The 128-year-old group, Britain's biggest clothing retailer, which also sells homewares and upmarket food, said on Wednesday like-for-like sales at UK stores open for more than a year fell 1.8 percent in the 13 weeks to December 29, M&S's fiscal third quarter.
That compared with a flat performance in the second quarter.
"Our general merchandise performance is not yet satisfactory, but we are confident that the steps being taken by the new management team will address this," Chief Executive Mark Bolland said in a statement.
Many retailers are finding the going tough as consumers, whose spending generates about two thirds of Britain's gross domestic product, fret over job security and a squeeze on incomes. With the retail market showing minimal growth, retailers are battling to steal market share.
An industry survey on Tuesday said underlying British retail sales rose just 0.3 percent year-on-year in December. That is well below the rate of inflation, suggesting stores sold less in real terms, and increases the chances that the economy contracted in the last three months of 2012.
M&S reported like-for-like sales of general merchandise, comprising clothing, footwear and homewares, fell 3.8 percent, versus analysts' forecasts in a range of up 0.5 percent to down 3.5 percent and a second-quarter decline of 1.8 percent.
Food sales on the same basis rose 0.3 percent, compared with analysts' forecasts of down 0.8 percent to up 1.5 percent and an increase of 1.6 percent in the previous quarter. The company said it had record sales of nearly 330 million pounds over the two key Christmas trading weeks.

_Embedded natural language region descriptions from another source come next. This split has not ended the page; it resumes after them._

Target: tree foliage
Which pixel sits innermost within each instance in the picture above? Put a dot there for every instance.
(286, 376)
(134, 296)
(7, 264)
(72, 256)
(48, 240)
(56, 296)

The company said international sales rose 4.1 percent, bolstered by good demand in India and China, while sales through the Internet rose 10.8 percent over the same period.
"Our plan is to transform Marks & Spencer from a traditional UK retailer to an international multi-channel retailer. We are making good progress against this plan," Bolland said.
Bolland is in the third year of a three-year plan to make M&S an international, multi-channel retailer - connecting with customers through stores, the Internet, tablets and mobile phones.
The group, a mainstay of many British town centres and best known for reasonably priced but high-quality staples such as socks and underwear, is spending 2.4 billion pounds over three years on store revamps, logistics, IT and systems, along with selective investment overseas.
In May Bolland slashed the company's three-year sales growth target, blaming the recession, and in July he shook up his general merchandise management team after the group reported its biggest quarterly sales drop for 3-1/2 years.
He has cautioned that the new team's impact will not start to come through until the firm launches autumn/winter collections in July.
Shares in M&S, up 20 percent over the last year, partly reflecting takeover speculation, closed on Wednesday at 366 pence, valuing the business at 6 billion pounds.
M&S, which attracts 21 million Britons a week to its over UK stores, has nearly 400 stores in 44 countries overseas,
M&S had been due to update the market on Thursday, but issued its results late on Wednesday following a Sky News report.